Proof: If $S$ has the discrete topology, then every subset of $S$ is open, so in particular, every preimage of an open set must be open. Thus $f$ is continuous.
Here is my proof: Let $(X,\mathfrak{T}_{X})$ and $(Y,\mathfrak{T}_{Y})$ be topological spaces, where $\mathfrak{T}_{X}$ is the discrete topology, while $\mathfrak{T}_{Y}$ is any topology on $Y$. We wish to show that $U\in \mathfrak{T}_{Y}\implies f^{-1}(U)\in \mathfrak{T}_{X}$.
Assume that $U$ is open in $Y$. Pick $a\in f^{-1}(U)$. Then $f(a)\in U$. Since $U$ is open, there exists neighbourhood $V_{a}$ of $a$ such that $f(V_{a})\subseteq U$. Then $V_{a}\subseteq f^{-1}(U)$. My thought is now to make $f^{-1}(U)$ "completely" open that contains a lot of neighbourhoods. Letting $V=\bigcup_{x\in f^{-1}(U)}V_{x}$, so $V_{a}\subseteq V=f^{-1}(U)$. Hence $f^{-1}(U)$ is open in $X$. $\square$
How is the proof so far? Any improvings or ideas are much appreciated.

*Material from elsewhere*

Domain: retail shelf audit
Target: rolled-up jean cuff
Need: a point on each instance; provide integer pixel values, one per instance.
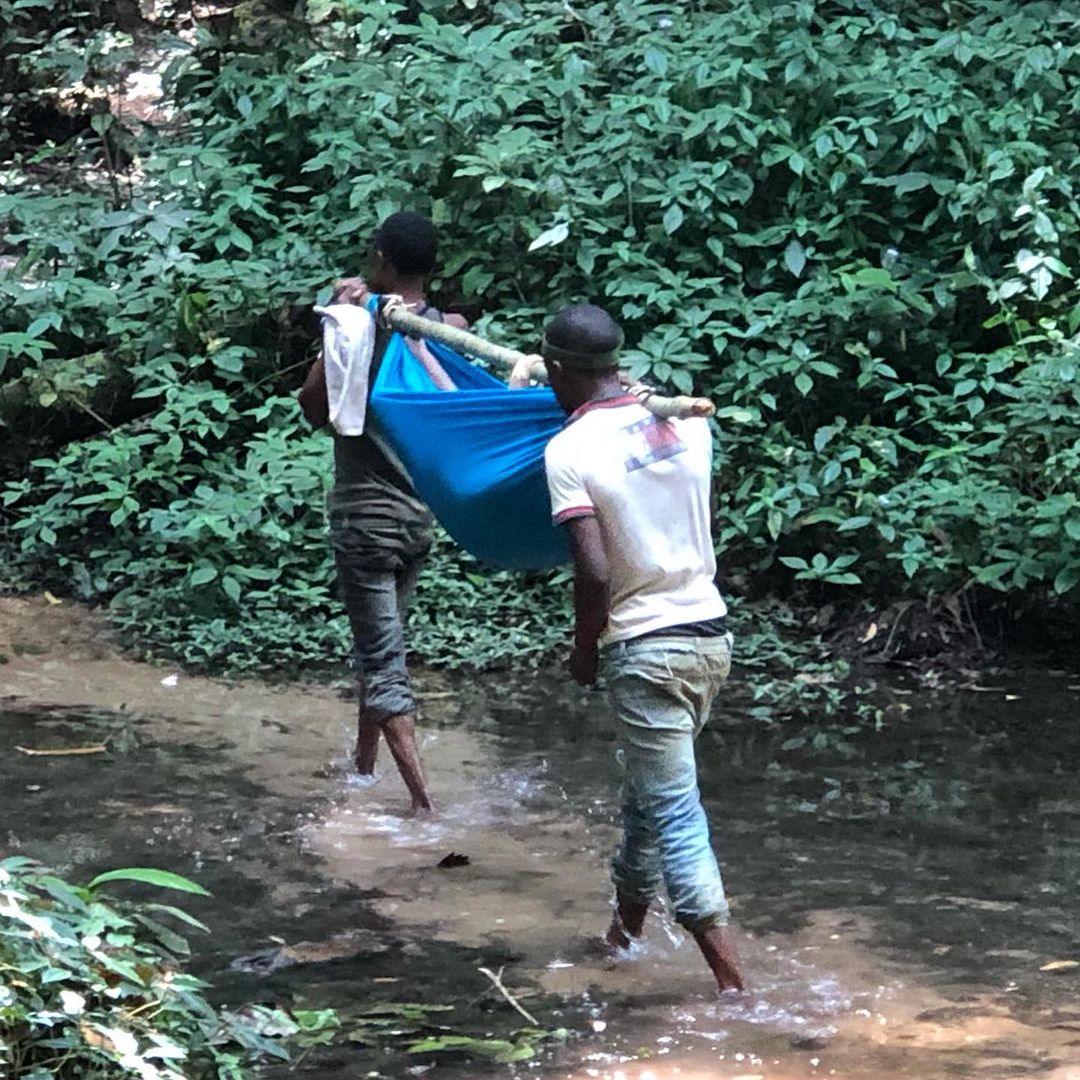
(703, 923)
(383, 703)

This is not necessarily the case. Since $U$ is open, you know a neighborhood of $f(a)$ is contained in $U$. That is not the same thing as saying that the image of a neighborhood of $a$ is contained in $U$.

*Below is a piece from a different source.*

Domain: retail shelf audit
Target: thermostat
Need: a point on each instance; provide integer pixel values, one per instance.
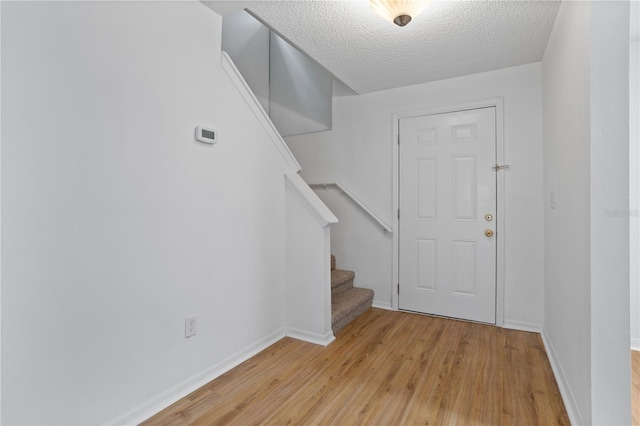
(206, 135)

The real problem, though, is that you have not used anywhere in your proof that the topology on $X$ is the discrete topology. If your proof were correct, it would imply every map between topological spaces is continuous, which is not the case. The proof really is as simple as the one in the textbook. You wish to show that given an open subset $U$ of $Y$, $f^{-1}(U)$ is an open subset of $X$. Well every subset of $X$ is open, so $f^{-1}(U)$ is an open subset of $X$.